Winfield Mounds was named for burial mounds of prehistoric Native Americans who lived river. The three mounds at this site are dome-shaped and set in a triangular pattern and are the only documented prehistoric burial site in DuPage County. The mounds lie west of the river, along the edge of a mature oak-hickory forest. After vandals dug up the mounds in the 1920s, and subsequent digs by the University of Chicago and Wheaton College, it is believed that nothing more remains in the mounds.
Wood Dale/Itasca Grove Reservoir contains a 1.36-mile loop that branches off the Salt Creek Greenway Trail. DuPage County owns the land and operates the reservoir, but the Forest Preserve District manages the trail, parking lot, and other features. It is open from dawn until dusk.
Wood Ridge is 234 acres of undeveloped natural area with glacier-formed ridges, ravines, and potholes. It doesn't have trails or parking.
The preserve contains an oak woodland and savanna, wetlands, prairies and meadows. Rich and diverse, it is home to several rare plant species.
In presettlement times, the preserve was comprised of prairie and timber. After settlement, some of the land was under cultivation, while many woodland areas stayed intact.

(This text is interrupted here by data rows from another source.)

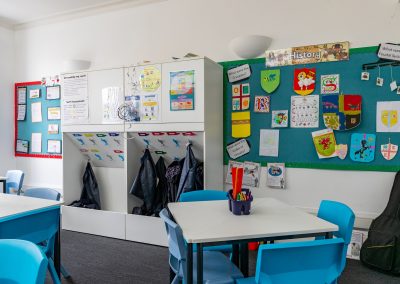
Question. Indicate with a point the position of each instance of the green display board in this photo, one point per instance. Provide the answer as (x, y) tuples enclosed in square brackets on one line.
[(296, 148)]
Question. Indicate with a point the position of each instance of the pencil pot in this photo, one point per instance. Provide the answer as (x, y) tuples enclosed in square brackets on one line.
[(239, 207)]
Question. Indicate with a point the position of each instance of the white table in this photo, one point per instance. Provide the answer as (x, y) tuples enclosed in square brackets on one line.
[(211, 223), (15, 207)]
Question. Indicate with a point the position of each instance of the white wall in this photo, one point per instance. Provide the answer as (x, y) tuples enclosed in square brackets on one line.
[(7, 160), (174, 27)]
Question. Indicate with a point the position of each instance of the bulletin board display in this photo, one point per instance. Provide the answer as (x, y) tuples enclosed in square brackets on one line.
[(37, 120), (296, 147)]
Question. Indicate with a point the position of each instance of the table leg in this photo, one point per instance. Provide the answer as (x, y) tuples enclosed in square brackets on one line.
[(244, 259), (199, 263), (189, 264)]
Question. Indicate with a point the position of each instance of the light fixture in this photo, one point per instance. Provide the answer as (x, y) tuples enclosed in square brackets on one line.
[(76, 65), (250, 46)]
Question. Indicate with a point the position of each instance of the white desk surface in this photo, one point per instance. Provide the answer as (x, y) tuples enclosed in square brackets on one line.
[(211, 221), (11, 204)]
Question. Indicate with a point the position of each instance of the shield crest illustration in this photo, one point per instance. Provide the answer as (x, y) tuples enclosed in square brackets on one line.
[(389, 150), (341, 151), (304, 81), (270, 80)]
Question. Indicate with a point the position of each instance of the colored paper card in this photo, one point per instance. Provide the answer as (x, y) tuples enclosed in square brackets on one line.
[(324, 142), (389, 150), (387, 116), (269, 142), (238, 148), (304, 111), (270, 80), (182, 90), (239, 73), (241, 96), (304, 81), (232, 164), (362, 147), (251, 174), (241, 124), (276, 175), (280, 118), (341, 112), (330, 84), (261, 104)]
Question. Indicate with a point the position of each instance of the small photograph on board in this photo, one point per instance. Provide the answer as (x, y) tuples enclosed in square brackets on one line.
[(34, 94), (276, 175), (21, 95), (53, 113), (22, 146), (251, 174), (52, 129), (53, 92), (232, 164), (54, 146)]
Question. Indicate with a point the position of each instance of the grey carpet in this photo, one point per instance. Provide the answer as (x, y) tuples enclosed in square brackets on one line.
[(94, 259)]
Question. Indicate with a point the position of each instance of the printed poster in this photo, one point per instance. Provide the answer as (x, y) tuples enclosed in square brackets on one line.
[(182, 90), (304, 111)]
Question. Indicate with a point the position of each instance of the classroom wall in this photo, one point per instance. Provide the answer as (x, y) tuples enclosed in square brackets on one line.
[(175, 27), (7, 160)]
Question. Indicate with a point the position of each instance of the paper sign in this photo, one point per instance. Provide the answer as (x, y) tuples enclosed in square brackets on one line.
[(36, 143), (269, 142), (238, 149), (239, 73), (21, 112), (36, 112)]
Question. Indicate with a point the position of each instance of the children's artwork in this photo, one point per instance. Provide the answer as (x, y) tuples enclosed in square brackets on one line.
[(229, 171), (241, 96), (251, 174), (182, 90), (389, 150), (269, 142), (241, 124), (341, 151), (387, 116), (304, 111), (341, 112), (304, 81), (280, 118), (324, 142), (238, 148), (330, 84), (261, 104), (276, 175), (270, 80), (362, 147)]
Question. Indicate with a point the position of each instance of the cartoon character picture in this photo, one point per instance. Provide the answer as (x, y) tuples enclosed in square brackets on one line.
[(304, 81)]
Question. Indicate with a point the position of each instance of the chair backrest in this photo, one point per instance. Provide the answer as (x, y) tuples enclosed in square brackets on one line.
[(21, 262), (203, 195), (44, 193), (15, 179), (176, 243), (299, 262)]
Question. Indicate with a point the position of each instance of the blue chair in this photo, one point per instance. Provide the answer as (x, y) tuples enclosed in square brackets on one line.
[(15, 179), (309, 262), (217, 267), (207, 195), (22, 262), (341, 215), (48, 246)]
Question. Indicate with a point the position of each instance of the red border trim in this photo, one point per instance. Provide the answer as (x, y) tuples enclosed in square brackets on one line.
[(24, 84)]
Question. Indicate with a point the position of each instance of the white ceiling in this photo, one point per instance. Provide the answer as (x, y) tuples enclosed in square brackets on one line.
[(14, 13)]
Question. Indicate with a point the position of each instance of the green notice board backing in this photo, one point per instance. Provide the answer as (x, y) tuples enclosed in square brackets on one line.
[(296, 148)]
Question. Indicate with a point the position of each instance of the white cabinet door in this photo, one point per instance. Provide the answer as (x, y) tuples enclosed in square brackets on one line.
[(183, 91)]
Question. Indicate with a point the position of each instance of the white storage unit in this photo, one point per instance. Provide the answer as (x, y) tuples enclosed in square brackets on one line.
[(201, 126)]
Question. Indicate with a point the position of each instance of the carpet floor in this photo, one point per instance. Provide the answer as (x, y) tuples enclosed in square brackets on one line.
[(93, 259)]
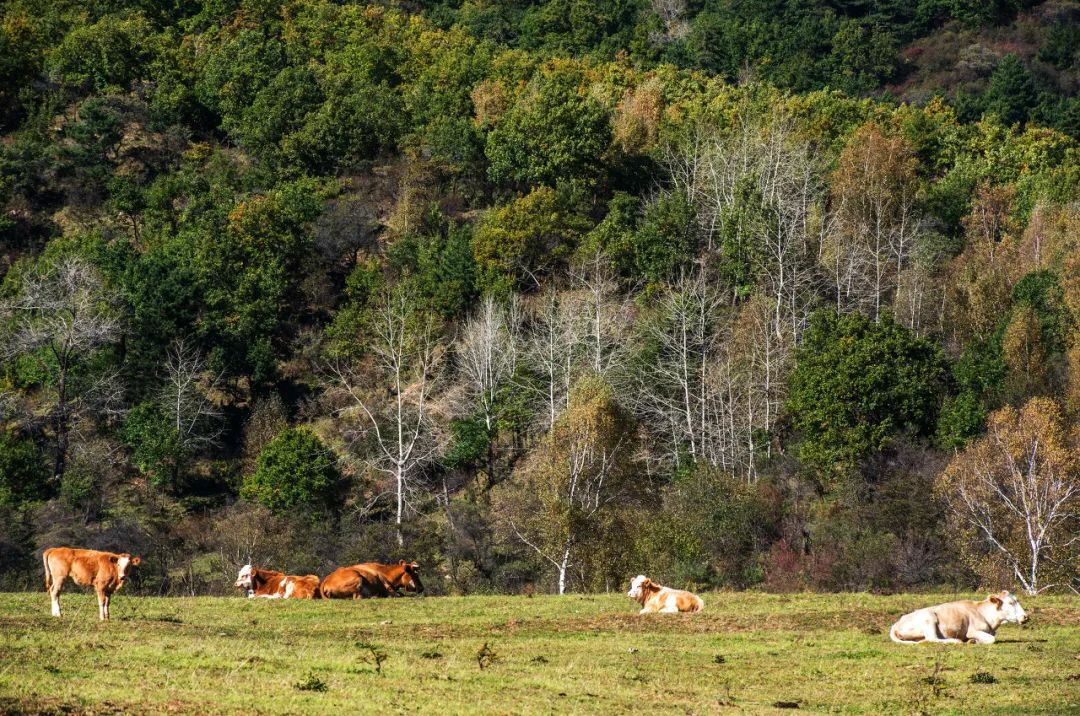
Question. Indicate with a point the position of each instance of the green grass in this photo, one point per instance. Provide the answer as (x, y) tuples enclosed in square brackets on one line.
[(580, 653)]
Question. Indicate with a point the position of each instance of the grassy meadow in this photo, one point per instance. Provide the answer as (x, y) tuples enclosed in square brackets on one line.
[(512, 654)]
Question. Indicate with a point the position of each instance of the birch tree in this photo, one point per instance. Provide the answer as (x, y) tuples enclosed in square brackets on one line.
[(553, 346), (61, 316), (876, 220), (1014, 497), (674, 393), (761, 166), (391, 393), (487, 352)]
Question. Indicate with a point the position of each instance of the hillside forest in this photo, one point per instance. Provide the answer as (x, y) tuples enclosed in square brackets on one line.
[(543, 294)]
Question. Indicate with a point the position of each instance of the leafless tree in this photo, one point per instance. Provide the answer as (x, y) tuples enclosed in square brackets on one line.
[(61, 316), (553, 343), (1016, 492), (710, 166), (488, 353), (674, 391), (392, 392), (876, 220), (488, 358), (605, 313), (187, 399)]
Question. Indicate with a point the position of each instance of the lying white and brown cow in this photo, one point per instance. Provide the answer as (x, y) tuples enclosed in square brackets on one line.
[(105, 570), (957, 622), (277, 585), (655, 597)]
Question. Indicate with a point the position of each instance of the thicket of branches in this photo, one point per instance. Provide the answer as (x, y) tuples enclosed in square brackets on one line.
[(311, 283)]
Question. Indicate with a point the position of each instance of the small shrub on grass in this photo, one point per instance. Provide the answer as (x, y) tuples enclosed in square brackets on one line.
[(486, 657), (376, 654), (312, 683)]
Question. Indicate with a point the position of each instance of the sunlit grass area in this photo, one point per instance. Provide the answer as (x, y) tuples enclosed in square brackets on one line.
[(581, 653)]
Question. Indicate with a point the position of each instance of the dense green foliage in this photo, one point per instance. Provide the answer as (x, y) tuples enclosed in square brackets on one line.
[(294, 470), (856, 383), (268, 265)]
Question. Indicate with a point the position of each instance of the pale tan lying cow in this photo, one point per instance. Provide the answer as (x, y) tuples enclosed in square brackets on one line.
[(277, 585), (655, 597), (957, 622), (105, 570)]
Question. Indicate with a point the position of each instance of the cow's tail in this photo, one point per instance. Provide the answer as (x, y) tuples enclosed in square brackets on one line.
[(895, 637), (49, 573)]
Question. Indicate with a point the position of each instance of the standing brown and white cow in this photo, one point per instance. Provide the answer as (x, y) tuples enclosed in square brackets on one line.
[(277, 585), (105, 570)]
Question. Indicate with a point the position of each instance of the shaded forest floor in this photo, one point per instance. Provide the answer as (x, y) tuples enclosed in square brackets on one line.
[(580, 653)]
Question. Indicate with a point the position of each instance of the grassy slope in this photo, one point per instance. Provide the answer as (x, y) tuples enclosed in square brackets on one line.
[(574, 653)]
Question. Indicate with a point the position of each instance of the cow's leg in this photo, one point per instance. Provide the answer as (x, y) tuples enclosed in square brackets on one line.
[(930, 634), (54, 594)]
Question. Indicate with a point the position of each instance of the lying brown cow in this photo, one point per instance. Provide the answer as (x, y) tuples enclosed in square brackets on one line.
[(653, 597), (389, 579), (105, 570), (277, 585), (370, 580), (957, 622)]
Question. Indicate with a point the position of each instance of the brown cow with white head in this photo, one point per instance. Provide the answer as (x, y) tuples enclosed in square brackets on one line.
[(272, 584), (655, 597), (105, 570)]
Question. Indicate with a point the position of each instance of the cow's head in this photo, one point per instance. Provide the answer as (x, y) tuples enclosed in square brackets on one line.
[(410, 577), (639, 588), (1009, 607), (124, 562), (245, 578)]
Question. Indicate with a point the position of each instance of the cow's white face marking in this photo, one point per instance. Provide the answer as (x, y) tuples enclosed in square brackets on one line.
[(1011, 609), (244, 578)]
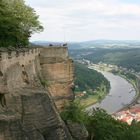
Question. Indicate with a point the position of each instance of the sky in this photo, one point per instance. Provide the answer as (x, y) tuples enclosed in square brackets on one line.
[(83, 20)]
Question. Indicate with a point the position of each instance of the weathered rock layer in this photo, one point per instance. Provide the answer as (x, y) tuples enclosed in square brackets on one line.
[(27, 110)]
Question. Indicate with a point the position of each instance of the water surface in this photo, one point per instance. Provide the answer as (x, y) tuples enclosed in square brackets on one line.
[(121, 94)]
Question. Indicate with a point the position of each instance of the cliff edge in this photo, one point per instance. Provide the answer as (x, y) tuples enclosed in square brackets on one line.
[(27, 109)]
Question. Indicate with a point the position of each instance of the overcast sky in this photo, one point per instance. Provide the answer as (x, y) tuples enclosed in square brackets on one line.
[(80, 20)]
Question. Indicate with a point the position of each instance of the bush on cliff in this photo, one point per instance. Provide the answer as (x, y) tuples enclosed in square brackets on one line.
[(17, 23)]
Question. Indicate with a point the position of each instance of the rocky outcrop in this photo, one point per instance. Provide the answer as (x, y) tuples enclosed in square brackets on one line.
[(57, 70), (27, 110), (78, 131)]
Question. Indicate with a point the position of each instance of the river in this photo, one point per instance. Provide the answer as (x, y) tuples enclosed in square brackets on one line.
[(121, 94)]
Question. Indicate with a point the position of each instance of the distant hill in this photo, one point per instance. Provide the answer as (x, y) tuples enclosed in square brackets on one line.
[(96, 44)]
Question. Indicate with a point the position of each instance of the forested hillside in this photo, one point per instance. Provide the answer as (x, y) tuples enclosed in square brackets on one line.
[(128, 58), (87, 79)]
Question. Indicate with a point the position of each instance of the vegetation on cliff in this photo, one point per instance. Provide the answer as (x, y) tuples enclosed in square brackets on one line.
[(90, 85), (100, 125), (17, 23)]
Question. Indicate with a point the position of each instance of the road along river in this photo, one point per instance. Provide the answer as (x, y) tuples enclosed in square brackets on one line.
[(121, 94)]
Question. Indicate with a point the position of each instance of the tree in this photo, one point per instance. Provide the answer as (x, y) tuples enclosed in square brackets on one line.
[(18, 22)]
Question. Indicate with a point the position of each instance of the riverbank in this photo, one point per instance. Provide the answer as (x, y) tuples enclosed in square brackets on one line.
[(134, 83)]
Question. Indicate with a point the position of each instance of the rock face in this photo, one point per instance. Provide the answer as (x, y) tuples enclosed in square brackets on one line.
[(57, 70), (78, 131), (27, 110)]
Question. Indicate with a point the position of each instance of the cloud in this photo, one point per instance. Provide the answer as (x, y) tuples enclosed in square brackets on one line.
[(85, 20)]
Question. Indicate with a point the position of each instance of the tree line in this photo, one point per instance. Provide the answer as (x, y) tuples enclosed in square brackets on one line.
[(18, 22)]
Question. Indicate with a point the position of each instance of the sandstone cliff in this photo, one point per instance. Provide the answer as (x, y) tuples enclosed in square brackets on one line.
[(27, 110), (57, 69)]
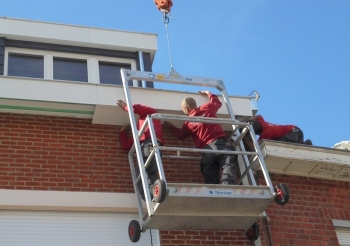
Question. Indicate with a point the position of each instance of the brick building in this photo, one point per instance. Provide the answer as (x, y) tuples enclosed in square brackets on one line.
[(64, 178)]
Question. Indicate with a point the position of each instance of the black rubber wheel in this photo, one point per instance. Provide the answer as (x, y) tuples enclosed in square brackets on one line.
[(253, 233), (134, 231), (159, 191), (282, 194)]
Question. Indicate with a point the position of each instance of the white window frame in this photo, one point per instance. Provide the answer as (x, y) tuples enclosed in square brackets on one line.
[(342, 228), (92, 62)]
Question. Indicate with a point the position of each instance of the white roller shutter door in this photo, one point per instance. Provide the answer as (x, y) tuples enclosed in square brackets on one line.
[(60, 228)]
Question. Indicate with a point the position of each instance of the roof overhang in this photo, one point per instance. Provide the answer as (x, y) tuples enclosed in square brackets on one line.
[(99, 102), (306, 160)]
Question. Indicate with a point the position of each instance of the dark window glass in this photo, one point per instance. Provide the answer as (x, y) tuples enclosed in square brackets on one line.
[(110, 73), (26, 66), (70, 69)]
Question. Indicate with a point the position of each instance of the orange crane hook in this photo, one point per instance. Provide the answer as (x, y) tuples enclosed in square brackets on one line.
[(164, 5)]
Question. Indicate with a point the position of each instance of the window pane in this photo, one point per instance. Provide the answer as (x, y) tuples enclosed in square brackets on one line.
[(70, 69), (26, 66), (110, 72)]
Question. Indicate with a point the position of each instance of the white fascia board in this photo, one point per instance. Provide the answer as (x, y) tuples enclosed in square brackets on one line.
[(305, 160), (36, 31), (67, 201), (47, 90)]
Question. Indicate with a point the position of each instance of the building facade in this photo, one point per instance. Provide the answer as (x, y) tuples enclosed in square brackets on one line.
[(64, 178)]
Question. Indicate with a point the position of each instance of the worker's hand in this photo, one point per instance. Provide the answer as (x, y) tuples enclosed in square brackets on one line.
[(167, 124), (121, 104), (204, 92), (125, 128)]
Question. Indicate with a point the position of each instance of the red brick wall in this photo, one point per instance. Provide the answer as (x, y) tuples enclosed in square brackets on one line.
[(57, 153)]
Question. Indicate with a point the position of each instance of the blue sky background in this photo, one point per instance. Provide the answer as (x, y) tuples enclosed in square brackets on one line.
[(296, 54)]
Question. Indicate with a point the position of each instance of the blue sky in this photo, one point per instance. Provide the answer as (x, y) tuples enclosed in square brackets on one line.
[(296, 54)]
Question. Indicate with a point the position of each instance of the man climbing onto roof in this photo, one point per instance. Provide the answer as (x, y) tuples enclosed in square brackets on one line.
[(145, 140), (266, 130), (208, 136)]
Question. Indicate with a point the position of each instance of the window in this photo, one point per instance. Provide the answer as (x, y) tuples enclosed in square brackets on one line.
[(70, 69), (110, 72), (53, 65), (23, 65)]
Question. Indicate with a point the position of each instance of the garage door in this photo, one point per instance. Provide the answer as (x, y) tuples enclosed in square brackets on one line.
[(42, 228)]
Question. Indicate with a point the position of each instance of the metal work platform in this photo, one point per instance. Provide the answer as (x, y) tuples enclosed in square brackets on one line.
[(198, 206)]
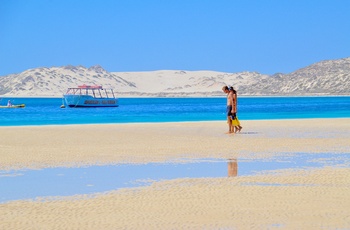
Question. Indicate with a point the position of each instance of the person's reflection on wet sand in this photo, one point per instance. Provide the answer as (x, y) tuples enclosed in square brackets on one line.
[(232, 167)]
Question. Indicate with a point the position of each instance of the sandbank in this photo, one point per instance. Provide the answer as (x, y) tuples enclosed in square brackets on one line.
[(289, 199)]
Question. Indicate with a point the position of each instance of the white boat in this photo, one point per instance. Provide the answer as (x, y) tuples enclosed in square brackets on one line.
[(90, 96)]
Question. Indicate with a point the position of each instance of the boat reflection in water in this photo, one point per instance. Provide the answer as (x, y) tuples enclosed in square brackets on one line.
[(232, 168)]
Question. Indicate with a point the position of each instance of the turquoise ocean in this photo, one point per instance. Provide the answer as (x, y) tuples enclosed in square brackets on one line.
[(47, 111)]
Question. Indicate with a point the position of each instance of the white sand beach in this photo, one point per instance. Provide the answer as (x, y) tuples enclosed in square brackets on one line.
[(313, 198)]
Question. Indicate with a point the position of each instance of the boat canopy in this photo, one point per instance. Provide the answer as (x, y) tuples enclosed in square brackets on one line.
[(90, 90)]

The 15.5-acre York/High Ridge is a haven for local wildlife. It doesn't have trails or parking.
This forest preserve is primarily woodland and shrub meadow. Sugar Creek runs through it. Several types of wildlife live here, including bullfrogs, coyotes, eastern towhees, great horned owls, and rare red-headed woodpeckers. Plants such as wild gooseberry, buttercups, milkweeds, and the regionally rare bracken fern grow here as well.